Door is done! Now everything around it needs new paint.


Two things that prompted the memory of quitting social media I just posted:

  1. Reading Nobody is Talking About This by Patricia Lockwood. I second @JohnBrady’s recommendation, which is how I found out about it. Obviously it’s a short and engrossing book since I read it in less than a day. (It may have distracted me from work a bit yesterday…)
  2. This from Rhyd Wildermuth:

In the process of breaking my years-long addiction to social media, it was the internalized self-limiting framing of writing with which I struggled most. This kind of reduction and flattening are seen best in the formulaic way in which the algorithms train us to write, the repetition of meaningless phrases like “I don’t know who needs to hear this, but;” “Unpopular opinion, but”, “Okay, sooo,” or the meme-derived rephrasing of opinions in the form of conversational comparisons between “literally nobody ever” and the target of the post.

Becoming trained to read and write by computers, we begin also to think like computers. Our writing becomes as processed as the food available in supermarkets and our thinking as standardized and as unremarkable as its flavors.


The clearest and most disturbing realization I had after quitting Big Tech/algorithmic social media was that my mind had been colonized by the timeline. I thought about what it told me to think about, to the exclusion of what I may have pursued on my own, synchronistically and independently.


New video: Screen door, before painting.


I published my blogroll as a page using Manton’s plugin.


World Central Kitchen:

During this sacred month of Ramadan, World Central Kitchen is working to provide 92,000 food boxes—4.7 million meals—to Palestinians in need. Support from around the world fuels our efforts and 100% of donations from our Ramadan campaign go directly towards feeding families in Gaza.
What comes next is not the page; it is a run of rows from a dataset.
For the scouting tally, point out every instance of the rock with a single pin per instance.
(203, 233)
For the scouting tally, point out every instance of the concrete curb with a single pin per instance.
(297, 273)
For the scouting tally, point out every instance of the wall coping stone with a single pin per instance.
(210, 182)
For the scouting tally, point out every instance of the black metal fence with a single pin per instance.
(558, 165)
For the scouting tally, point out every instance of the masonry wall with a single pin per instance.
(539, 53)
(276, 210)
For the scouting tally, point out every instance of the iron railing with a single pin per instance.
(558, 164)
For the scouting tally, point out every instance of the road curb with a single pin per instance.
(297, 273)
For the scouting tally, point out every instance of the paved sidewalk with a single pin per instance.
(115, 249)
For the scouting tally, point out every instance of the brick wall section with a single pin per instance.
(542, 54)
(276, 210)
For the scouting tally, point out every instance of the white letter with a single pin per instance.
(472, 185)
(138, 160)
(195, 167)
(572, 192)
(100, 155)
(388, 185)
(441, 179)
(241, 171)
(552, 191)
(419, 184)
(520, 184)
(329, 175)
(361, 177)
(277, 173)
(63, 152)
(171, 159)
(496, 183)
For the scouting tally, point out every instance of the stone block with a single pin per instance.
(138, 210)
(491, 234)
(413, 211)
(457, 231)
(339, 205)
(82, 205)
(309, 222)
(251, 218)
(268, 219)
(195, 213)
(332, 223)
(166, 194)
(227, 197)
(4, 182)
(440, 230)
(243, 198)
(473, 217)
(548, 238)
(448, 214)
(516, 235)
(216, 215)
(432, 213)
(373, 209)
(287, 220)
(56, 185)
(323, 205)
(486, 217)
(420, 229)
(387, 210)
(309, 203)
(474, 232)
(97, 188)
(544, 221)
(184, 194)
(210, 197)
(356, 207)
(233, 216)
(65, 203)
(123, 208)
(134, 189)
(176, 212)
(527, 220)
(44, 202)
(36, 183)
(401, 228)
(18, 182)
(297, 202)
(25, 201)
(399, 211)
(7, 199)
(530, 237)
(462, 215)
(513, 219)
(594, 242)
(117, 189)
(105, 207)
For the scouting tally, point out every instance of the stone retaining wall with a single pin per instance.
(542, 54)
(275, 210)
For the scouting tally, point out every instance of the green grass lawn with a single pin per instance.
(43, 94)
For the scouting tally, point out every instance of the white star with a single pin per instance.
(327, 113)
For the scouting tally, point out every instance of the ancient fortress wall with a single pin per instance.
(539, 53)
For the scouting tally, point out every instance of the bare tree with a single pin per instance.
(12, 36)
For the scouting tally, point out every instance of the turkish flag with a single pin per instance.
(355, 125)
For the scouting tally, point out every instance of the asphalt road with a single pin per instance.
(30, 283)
I have a new staff member starting next Monday. I’m excited to have him join, not least because it’s a totally new position that will bring in some skills we’ve needed for a while. BUT, because of an HR rule that new staff must be trained in person, it means I will have to be in the office five days a week for several weeks. I’m trying my best not to get overly gloomy about this. It doesn’t help that I’m already in a very busy, high-pressure time as we enter the last two months of a two-year long re-write of our endowment management system. And we’ve just started budget construction for our next fiscal year–and it’s a new process. And we’ve reorganized the department. And we’re adding four new staff members. And we’ll go straight from deploying the new endowment management system straight into audit. And … and … whew, it’s a lot. I have no point to make here; just complaining.


Good post from DC: our energy “needs” are skyrocketing due to the demands of cloud computing, AI, EVs, and bitcoin mining. All this at a time of rolling environmental crises. Yet the growth-obsessed powers-that-be never talk about reducing our energy usage.
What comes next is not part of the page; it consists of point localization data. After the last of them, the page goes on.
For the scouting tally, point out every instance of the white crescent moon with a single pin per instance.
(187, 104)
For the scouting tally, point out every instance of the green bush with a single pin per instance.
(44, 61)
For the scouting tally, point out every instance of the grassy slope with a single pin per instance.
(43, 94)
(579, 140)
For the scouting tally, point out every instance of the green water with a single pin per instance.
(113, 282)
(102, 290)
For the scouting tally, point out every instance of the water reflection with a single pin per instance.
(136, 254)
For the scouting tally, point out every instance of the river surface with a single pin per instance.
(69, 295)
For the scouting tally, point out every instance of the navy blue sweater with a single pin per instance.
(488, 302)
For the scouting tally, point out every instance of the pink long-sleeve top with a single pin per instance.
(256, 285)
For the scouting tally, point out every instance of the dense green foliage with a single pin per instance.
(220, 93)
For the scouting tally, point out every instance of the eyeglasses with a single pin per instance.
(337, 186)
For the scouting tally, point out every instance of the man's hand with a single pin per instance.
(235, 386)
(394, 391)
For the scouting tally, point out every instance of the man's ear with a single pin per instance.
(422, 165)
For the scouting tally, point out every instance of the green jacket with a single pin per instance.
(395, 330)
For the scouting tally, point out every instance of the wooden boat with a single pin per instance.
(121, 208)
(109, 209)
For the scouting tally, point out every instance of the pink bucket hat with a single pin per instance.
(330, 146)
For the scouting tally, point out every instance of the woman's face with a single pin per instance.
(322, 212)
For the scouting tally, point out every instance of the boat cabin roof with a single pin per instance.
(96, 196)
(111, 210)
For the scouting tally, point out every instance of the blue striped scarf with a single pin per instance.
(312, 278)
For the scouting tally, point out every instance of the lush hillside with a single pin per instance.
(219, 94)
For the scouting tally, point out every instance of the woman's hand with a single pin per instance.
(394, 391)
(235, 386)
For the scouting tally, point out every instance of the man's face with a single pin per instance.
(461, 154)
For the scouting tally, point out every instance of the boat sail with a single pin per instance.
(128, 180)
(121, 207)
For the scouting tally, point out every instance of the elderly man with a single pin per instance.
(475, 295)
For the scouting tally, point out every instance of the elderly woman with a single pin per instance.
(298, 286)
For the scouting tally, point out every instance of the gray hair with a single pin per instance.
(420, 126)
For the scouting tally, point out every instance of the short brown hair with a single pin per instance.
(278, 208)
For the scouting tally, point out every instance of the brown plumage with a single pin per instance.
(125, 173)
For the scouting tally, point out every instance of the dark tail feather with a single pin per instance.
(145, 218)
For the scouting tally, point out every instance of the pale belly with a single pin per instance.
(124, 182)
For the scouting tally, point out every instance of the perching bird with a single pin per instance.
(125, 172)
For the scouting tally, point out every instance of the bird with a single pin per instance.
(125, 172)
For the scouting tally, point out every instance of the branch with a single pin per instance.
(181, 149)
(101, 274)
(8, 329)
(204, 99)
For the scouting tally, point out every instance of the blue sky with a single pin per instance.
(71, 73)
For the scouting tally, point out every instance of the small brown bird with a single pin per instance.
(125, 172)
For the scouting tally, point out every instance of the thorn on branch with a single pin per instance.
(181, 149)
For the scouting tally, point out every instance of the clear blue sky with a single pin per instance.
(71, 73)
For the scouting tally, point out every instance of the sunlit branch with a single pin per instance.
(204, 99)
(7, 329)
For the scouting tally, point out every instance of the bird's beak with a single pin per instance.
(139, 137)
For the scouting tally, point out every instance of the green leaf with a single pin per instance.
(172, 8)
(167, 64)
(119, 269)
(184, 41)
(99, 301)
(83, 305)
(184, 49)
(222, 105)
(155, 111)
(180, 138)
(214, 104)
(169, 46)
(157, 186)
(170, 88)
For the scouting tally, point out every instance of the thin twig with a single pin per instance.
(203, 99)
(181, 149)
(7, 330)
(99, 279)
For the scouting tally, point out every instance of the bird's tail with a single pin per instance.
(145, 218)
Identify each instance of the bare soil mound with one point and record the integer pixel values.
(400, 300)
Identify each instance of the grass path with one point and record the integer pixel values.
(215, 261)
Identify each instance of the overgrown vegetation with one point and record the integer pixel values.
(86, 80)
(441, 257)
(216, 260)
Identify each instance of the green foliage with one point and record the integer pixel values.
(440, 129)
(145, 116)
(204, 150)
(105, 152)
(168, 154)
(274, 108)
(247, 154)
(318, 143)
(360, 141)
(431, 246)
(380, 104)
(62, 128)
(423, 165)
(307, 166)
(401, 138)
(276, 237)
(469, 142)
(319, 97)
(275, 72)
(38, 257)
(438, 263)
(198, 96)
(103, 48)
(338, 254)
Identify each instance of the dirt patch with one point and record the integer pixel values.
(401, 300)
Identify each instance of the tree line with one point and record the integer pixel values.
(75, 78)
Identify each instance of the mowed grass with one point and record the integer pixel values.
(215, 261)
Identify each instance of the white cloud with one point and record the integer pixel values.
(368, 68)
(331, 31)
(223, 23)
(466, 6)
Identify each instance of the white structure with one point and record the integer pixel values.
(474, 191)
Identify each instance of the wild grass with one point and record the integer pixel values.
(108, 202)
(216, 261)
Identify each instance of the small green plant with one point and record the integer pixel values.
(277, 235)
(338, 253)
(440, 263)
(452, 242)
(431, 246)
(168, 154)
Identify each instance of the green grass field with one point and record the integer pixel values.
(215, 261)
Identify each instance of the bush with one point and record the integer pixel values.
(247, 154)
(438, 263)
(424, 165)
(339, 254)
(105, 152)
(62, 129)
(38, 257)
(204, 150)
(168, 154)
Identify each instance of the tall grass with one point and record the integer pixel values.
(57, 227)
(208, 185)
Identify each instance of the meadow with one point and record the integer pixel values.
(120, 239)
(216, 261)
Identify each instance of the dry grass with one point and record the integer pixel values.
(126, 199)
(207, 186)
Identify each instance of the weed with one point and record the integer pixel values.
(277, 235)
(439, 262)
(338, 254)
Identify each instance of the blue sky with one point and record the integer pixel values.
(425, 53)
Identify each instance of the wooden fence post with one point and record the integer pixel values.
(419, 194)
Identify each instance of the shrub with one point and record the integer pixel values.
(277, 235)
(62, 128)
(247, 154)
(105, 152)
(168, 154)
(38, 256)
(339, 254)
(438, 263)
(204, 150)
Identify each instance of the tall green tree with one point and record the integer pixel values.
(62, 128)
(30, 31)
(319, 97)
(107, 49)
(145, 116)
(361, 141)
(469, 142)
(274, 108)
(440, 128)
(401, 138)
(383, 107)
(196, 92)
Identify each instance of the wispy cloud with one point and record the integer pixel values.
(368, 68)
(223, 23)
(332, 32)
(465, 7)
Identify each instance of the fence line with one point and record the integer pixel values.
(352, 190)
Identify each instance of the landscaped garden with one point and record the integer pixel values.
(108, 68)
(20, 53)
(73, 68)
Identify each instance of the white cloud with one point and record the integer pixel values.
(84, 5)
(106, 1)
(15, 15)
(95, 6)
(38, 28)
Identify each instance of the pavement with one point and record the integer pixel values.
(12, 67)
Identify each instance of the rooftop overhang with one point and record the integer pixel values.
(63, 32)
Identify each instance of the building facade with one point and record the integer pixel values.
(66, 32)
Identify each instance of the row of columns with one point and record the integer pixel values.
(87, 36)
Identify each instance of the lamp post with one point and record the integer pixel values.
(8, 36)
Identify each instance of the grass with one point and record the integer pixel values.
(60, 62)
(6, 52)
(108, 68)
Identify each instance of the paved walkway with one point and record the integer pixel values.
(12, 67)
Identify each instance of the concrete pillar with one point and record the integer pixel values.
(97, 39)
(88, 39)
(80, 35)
EFF: “Congress Should Give Up on Unconstitutional TikTok Bans.” This bit is particularly worrying to me:

[The bill] would also give the President the power to designate other applications under the control of a country considered adversarial to the U.S. to be a national security threat.

And the following seems obviously true. If they’re worried about our data being misused, why not ban the collection of such data altogether? Because such data collection profits those who really matter to the politicians.

The only solution to this pervasive ecosystem is prohibiting the collection of our data in the first place. Ultimately, foreign adversaries will still be able to obtain our data from social media companies unless those companies are forbidden from collecting, retaining, and selling it, full stop. And to be clear, under our current data privacy laws, there are many domestic adversaries engaged in manipulative and invasive data collection as well.


I’m hoping to finish the screen door today. This morning I’ve been planing it to size. Maybe I’m sorta kinda almost maybe figuring out how to use planes? Also smoking pork spare ribs on the grill for the first time. And listening to a red-shouldered hawk make its way around the neighborhood.